Guitar Center will emerge from Chapter 11 bankruptcy by Dec. 31 under a plan that has been confirmed by the U.S. Bankruptcy Court for the Eastern District of Virginia. The retailer plans to reduce its debt by $800 million and raise $350 million in new senior secured notes during the process.
In addition, several banks, led by Wells Fargo and JPMorgan, are expected to fund a new $375 million secured asset-based financing facility that would provide significant additional liquidity for the business. The money will be used to support ongoing operations, invest in strategic growth initiatives and help Guitar Center execute its business plan.
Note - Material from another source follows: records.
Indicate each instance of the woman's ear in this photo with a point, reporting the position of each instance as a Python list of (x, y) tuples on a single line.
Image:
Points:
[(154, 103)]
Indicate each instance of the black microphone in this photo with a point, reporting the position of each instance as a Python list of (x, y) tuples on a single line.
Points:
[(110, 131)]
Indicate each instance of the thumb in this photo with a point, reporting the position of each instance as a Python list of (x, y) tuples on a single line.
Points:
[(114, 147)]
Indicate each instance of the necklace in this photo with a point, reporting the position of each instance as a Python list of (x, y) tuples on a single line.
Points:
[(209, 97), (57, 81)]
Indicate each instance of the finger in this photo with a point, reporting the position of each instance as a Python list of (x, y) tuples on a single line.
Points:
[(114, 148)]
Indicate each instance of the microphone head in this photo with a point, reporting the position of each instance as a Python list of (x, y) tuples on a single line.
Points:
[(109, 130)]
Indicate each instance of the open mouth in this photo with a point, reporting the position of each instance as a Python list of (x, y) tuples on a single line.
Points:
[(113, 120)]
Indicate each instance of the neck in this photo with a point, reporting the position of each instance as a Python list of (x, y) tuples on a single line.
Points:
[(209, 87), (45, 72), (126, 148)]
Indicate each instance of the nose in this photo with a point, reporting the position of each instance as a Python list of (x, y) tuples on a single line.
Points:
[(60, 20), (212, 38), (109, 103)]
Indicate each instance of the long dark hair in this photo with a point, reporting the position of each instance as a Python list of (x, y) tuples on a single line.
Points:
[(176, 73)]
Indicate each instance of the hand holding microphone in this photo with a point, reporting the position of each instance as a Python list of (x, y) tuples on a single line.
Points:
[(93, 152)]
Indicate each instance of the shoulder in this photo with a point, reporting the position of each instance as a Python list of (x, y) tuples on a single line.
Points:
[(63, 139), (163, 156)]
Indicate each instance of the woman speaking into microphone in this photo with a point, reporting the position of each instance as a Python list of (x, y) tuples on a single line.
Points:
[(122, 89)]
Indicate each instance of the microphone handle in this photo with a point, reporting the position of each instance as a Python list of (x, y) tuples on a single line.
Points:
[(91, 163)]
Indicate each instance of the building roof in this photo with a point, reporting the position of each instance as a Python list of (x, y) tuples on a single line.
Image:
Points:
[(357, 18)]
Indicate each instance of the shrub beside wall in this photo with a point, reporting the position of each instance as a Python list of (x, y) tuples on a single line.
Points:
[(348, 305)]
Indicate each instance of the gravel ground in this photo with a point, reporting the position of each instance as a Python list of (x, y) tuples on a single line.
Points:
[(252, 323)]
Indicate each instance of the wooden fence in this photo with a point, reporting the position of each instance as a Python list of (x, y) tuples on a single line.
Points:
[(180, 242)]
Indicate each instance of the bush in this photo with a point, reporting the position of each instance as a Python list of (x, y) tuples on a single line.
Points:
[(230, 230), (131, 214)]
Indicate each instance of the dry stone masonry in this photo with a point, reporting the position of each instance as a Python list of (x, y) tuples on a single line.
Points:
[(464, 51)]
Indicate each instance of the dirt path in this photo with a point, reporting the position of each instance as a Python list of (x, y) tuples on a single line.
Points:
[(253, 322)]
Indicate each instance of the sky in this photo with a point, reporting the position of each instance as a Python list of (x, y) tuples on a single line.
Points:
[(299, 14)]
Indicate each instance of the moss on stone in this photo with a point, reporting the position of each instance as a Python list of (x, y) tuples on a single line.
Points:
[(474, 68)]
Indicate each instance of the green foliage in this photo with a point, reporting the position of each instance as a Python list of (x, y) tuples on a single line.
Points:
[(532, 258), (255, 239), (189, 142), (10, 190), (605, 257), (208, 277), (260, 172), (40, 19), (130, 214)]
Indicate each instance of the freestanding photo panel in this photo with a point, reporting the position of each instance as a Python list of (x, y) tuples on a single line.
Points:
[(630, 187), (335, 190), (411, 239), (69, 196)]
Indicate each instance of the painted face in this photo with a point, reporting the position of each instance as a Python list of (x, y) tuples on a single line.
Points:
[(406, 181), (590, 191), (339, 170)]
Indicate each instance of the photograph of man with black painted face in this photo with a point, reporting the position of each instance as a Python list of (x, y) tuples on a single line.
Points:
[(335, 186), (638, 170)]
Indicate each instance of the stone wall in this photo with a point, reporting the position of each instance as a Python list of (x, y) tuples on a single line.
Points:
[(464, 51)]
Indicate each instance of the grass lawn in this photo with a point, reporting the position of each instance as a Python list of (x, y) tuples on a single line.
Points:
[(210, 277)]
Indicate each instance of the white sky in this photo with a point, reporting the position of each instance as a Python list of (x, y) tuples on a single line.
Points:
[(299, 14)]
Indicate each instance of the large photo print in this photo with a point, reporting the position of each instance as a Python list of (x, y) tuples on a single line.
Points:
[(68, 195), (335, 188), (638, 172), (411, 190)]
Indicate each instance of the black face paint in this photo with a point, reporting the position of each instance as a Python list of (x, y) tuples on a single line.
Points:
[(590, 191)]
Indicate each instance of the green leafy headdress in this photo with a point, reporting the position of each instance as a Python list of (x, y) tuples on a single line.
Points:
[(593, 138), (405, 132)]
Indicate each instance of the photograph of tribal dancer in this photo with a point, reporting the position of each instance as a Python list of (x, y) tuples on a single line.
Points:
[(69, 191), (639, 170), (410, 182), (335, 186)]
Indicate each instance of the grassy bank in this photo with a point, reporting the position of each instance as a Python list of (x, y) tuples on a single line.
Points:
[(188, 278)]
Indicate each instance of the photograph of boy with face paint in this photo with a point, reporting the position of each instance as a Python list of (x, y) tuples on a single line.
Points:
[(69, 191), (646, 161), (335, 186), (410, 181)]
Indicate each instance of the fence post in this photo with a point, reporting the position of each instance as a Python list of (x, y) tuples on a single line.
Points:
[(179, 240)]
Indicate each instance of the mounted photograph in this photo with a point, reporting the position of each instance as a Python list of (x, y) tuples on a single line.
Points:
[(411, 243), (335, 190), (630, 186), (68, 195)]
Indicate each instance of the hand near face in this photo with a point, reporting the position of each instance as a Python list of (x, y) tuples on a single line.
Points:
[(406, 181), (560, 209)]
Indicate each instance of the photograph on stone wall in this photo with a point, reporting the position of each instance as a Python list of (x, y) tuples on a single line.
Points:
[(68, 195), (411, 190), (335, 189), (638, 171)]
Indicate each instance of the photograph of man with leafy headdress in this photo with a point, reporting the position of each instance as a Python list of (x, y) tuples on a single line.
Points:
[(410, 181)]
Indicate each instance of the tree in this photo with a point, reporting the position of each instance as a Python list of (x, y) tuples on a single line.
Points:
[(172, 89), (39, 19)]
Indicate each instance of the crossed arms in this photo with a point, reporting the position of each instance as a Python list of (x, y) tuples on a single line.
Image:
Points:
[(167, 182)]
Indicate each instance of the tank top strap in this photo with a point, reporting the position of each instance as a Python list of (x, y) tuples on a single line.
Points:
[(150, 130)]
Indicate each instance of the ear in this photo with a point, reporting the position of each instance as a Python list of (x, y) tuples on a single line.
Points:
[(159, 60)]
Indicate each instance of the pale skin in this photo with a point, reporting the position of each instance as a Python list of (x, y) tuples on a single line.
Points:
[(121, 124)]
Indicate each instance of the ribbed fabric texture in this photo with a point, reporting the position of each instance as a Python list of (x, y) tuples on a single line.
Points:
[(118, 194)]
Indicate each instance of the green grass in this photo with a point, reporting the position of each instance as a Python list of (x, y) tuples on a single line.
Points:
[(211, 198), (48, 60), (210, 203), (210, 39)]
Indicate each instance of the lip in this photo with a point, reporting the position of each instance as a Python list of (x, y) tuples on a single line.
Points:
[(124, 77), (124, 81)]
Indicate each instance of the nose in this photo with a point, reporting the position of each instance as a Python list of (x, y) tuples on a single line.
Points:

“This approval represents a momentous and positive milestone in our long-term strategy,” said Ron Japinga, CEO of Guitar Center in a statement. “Throughout this process, we have continued to serve our customers in-store and online, helping even more people make music during these unique times. I am grateful for our customers, associates, vendors and other partners for their unwavering support throughout this process. With our strengthened financial position, we will continue to reinvest and grow our business. We are nearing the end of a successful holiday season and I am excited about our bright future.”
Guitar Center first announced its bankruptcy plans in November. The retailer has continued to offer uninterrupted service since then, including receiving goods, shipping customer orders, honoring merchandise credits, prepaid lessons, rentals, gift cards, deposits, orders, financing and warranties.